40歳を過ぎた頃、私は仕事も子育てもできかねていました。とにかく毎日は無情に、矢のように早く過ぎて、明日こそは生活を立て直そうと夜には決心するのに、結局次の日もあわただしくやってきてあっという間に夜になってしまうの繰り返しでした。そんなある日、私は息子の小学校の担任に懇談を申し込まれ出かけてゆきました。いわゆる「呼び出し」です。息子が集団生活では手に余る子どもであったのは私にもわかっていましたし、その年も、その前の年も、忘れ物だらけで宿題もやらないままであったのはじゅうじゅうに知っていました。ああ、また今年も担任に親子で一方的に説教されるのかと出かけて行った私に、その先生は毎日の生活の様子をたずね、なかば投げやりになっている私の話に根気よく耳を傾けてくれました。そして私の話が終わると「よくわかりました。とにかく毎朝出勤前にお子さんの健康状態だけを見てやってください。友達にうつすような病気や、大きな病気の兆候だけを見逃さないように毎日の体調をみて、健康であればお子さんを登校させてください。それだけで今は結構です。」とだけ言いました。意外そうに先生の顔を見つめている私に先生は続けました。
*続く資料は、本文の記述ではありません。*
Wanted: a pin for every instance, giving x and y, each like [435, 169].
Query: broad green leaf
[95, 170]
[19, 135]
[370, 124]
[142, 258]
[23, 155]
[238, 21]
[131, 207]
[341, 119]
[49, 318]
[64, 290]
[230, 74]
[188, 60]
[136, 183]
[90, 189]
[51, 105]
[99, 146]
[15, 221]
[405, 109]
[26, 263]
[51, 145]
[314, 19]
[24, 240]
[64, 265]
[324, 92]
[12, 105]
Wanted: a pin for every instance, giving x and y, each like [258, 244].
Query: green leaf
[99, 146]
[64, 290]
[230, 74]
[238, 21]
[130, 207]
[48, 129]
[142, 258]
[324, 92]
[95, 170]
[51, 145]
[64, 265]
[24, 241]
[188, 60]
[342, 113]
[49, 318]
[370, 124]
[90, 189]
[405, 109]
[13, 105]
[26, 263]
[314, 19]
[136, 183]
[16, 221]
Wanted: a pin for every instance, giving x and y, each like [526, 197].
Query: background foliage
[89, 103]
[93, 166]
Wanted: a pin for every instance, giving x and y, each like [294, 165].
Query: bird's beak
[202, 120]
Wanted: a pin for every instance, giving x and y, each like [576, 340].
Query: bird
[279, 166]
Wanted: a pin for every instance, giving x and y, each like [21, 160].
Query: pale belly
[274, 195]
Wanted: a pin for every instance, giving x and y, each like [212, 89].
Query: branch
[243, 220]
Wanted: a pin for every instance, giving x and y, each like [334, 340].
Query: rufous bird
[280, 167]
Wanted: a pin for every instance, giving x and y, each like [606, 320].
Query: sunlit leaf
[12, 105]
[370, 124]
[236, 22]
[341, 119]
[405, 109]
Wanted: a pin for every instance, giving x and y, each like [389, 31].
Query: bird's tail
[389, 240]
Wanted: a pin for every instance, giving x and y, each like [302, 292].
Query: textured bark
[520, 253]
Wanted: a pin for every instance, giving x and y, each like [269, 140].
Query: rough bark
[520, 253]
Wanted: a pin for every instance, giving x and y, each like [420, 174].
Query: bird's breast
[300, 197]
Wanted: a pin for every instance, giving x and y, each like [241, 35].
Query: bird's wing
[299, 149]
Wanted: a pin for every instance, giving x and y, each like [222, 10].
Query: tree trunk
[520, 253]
自分は生活に追われた状況で子育てをして子供を学校へ通わせるお母さん達にたくさん出会ってきましたから今のお子さんに必要なことがわかります。まず健康で毎日学校へくることです。お子さんには学校が必要です。それだけを今のあなたが助けてくれたら、やがてあなたに色々なことを建て直す体力がついてきます。そうなれば生活が回り始めます。あなたのような状況の母親に、自分の子供に人並みのことをしてやったらどうなんだと説法めいたことを言ってもなんにもなりません。最優先のことだけお伝えしましたからそれをやってください。学校へ来たらお子さんは担任の自分が引き受けます。先生は穏やかな口調でしたが、私の目を見つめてそう言いました。教室に入った時の夕闇はもうすっかり夜の闇になっていました。

 

その先生との出会いから、その先生の言葉を聞いてから、長い時間をかけて私は少しずつ生活を立て直してゆくことができるようになりました。大きな歯車を力一杯動かそうと四苦八苦していたのに、ただそれだけのことを心に留めるだけで小さな歯車が回り始め、やがてその小さな力が全体に行き渡り始めたのです。

 

子どもが小さい頃、自分が病気になったり、仕事との両立に悩んだり、子どもの発育や発達に振り回されたり、母親の心は千々に乱れるものです、乱れることに体力を消耗し、消耗したことが原因だと責められたりもするものです。どこかで生活を建て直してゆかなければ、自分が建て直しさえできればこの問題は解決して行けるのに、そう考えても一向に状況は変わらず、どんどん悪化してゆくことに目を向けず、逃げ出してしまうこともあります。そんな時は誰かにバッサリと整理をしてもらって、あれもできない、これもできないとサジを投げ始めている自分に、まず一つだけ最優先事項の小さなことからやりましょうと背中を押してくれる人が必要です。多くを望む前に、不安に押しつぶされそうになる前に、疲れ果ててサジを投げそうになる前に、自分を建て直して行くために。子育てでは「どうしてそうなったのか」を知ることも大事ですが、「どうしてゆくのか」が大事な時があります。「じゃあ、具体的にどうするか」みくま幼稚園をそうしたことを一緒に考える場所にしたい、幼稚園の運営をする中で、それも私の希望の一つになりました。

 

あの先生と話をしてから8年あまりすぎて私の息子は家から無事に巣立って行きました。今も達者に一人暮らしをしています。8年といえば長いけれど、正月が8回だけだったといえば短い時間だったのです。今の私に比べれば当時のあの先生は随分若い年齢でした。就業時間をすぎても私の事情をききたいと懇談のためにだけ夕闇の教室の中で私を待っていてくれたあの先生の姿を色あせることなく思い出すことができます。

今、ようやくこうして振り返ることができるようになり、感謝の気持ちいっぱいに思い出します。